Chapter 8 provides an overview of FCS design in the context of control allocation and it does this with a simplified example of the application to a dynamic inversion control algorithm. Unfortunately, there appear to be some minor errors in this chapter. The second time history in Fig.8.8 should be labelled ‘pitch rate’ not ‘roll rate’. Also, the general form of the transfer function given in equation 8.8 describes sideslip response properties and the appropriate lateral-directional notation should be used in its description. As written, it is misleading; for example, T θ2 is an important longitudinal response characteristic describing incidence lag, whereas ω2 is presumably determined by the roll mode time constant, but this is not clear from the limited information given. The use of an unambiguous notation together with an improved explanation of how the control gains influence the familiar aircraft response dynamics would help here.

It is also acknowledged that oversimplification of the model results in linear response properties which are relatively easy to optimise by feedback control. Real aircraft, especially those to which this technology is directed, do not have uniformly linear properties, and ‘controller tuning’ is required to achieve a workable control solution. It would also help if an explanation of the ‘tuning’ process was included in the discussion. For example, what is ‘tuning’ attempting to achieve and how are the controller gains adjusted to meet the objectives? The chapter concludes with a design example to illustrate the addition of a control allocation controller to the simplified system model set out earlier in the chapter.

Finally, Chapter 9 is entirely concerned with lessons learned from the application of control allocation to the NASA X-35B research aircraft. Most usefully, this discusses the problems, advantages and disadvantages discovered in developing the FCS in a real hardware environment as well as in simulation. The essential topics include failure due to effector actuator saturation, structural coupling, aircraft recovery after a system failure and the constraints of real-time computation. The challenges embrace multiple redundant system architecture design, control axis prioritisation, authority limiting, effector bandwidth, aircraft stability and handling qualities. This is supported by MATLAB/Simulink model software which may be downloaded from the publisher's website.

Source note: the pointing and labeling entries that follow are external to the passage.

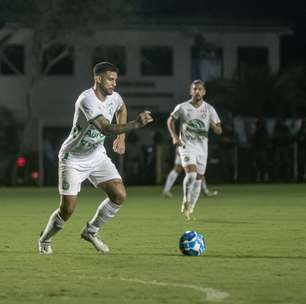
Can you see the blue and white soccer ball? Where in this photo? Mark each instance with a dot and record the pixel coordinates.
(192, 243)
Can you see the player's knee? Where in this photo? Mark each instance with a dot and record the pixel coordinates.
(119, 196)
(66, 209)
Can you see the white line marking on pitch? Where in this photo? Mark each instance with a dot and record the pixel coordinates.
(212, 294)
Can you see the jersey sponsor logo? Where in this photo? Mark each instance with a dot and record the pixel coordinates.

This book would appear to fill a gap in the market and it has the advantage that its authors bring firsthand experience to an interesting but complex subject. It is helpful that MATLAB/Simulink software for most of the examples in the book may be downloaded from the publisher's website.

The earlier chapters are well presented and give a good overview of what control allocation means and how it is designed. However, it is evident that the quality of the discussion in later chapters of the book is rather patchy. Some of the explanatory material is lacking in descriptive precision and mathematical rigour, and would benefit from more considered presentation. In particular, it would help if the controller design decisions are supported with some explanation as to how these are expected to influence flying qualities.

However, these are minor criticisms and the book should appeal to postgraduate researchers and to engineers engaged in advanced flight control system design and evaluation.